Importantly, however, this doctrine — which is effectively an affirmative defense of the government to contractor claims — applies only when the government’s performance of its obligations under the contract are rendered impossible as a result of the sovereign act.  See Klamath Irr. Dist. v. United States, 635 F.3d 505, 521 (Fed. Cir. 2011) (doctrine applies only when “the sovereign act renders the government’s performance impossible”).  The government bears the burden of meeting this high standard.  See id. at 522.[1]

Be Prepared to Demonstrate Cost Impacts and Notify the Customer

To prepare for filing a request for adjustment, contractors should carefully document the costs of any increased work and the reasons why those costs were caused by the government’s directions or conduct.  Costs may include additional hours worked, new materials purchased, scrapped goods, or other categories of costs.

Contractors should also pay close attention to any contractual notice requirements.  The FAR’s standard Changes clause generally requires contractors to provide notice within 30 days from the date of the government’s directed change, but terms may vary from contract to contract.  Contracts may even require two stages of notice — an initial notification of change within a brief period of time, followed by a request for adjustment within another period of time.

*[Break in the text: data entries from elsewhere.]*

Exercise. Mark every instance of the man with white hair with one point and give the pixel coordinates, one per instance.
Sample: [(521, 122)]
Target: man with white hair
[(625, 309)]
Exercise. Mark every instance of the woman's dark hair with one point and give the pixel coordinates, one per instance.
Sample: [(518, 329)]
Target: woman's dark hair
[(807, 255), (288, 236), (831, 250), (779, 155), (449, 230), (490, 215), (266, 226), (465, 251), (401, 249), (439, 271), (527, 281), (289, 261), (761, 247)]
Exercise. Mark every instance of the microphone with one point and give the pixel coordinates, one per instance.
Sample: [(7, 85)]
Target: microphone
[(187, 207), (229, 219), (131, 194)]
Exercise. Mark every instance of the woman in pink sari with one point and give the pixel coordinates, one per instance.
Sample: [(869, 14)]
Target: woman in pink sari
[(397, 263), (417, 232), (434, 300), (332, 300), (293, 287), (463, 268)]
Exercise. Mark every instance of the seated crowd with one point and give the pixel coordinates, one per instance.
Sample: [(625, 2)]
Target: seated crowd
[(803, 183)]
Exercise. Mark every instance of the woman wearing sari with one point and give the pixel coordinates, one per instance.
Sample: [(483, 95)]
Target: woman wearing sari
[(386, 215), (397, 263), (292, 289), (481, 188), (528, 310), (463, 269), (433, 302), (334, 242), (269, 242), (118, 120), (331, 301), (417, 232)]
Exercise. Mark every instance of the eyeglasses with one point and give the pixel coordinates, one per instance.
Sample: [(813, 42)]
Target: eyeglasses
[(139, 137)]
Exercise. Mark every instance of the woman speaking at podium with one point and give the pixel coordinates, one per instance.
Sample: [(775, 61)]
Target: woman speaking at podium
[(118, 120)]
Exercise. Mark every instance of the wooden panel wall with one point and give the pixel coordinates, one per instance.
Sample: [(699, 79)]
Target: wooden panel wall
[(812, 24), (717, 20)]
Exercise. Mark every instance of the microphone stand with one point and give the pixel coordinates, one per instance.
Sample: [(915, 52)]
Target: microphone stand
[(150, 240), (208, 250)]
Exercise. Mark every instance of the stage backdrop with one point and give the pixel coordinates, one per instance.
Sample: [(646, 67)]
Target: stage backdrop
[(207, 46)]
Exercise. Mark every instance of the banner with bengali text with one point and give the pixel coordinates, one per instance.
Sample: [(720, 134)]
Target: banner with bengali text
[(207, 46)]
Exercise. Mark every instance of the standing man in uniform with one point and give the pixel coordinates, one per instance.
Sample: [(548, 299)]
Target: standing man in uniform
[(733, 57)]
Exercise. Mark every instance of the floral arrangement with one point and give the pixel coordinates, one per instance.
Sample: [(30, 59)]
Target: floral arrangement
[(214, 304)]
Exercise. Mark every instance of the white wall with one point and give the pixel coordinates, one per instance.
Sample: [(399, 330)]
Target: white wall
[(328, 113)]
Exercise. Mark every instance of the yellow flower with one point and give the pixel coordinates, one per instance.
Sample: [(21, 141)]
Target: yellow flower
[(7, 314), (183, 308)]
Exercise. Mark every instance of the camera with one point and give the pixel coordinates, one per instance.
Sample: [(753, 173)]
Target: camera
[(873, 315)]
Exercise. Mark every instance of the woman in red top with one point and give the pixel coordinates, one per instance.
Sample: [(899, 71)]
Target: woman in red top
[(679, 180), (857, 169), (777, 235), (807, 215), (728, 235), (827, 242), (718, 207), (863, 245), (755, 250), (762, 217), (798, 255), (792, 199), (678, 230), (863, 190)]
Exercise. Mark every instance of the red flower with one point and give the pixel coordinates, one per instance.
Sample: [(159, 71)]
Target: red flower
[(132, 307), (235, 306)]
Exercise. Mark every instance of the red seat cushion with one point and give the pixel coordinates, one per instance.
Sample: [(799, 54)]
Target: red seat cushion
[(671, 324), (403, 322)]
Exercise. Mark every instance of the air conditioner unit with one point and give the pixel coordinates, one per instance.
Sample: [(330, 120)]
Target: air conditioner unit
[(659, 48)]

Of course, any claim for a schedule or price adjustment will depend significantly on a case’s particular facts and circumstances.  However, where contractors find their performance delayed or disrupted by restrictions related to COVID-19, they should understand the potential recovery options available and any notice requirements that must be met.

[1] Notably, in Conner, the Federal Circuit found that the plaintiff waived its arguments as to impossibility by failing to raise them before the ASBCA.  See Conner, 550 F.3d at 1379.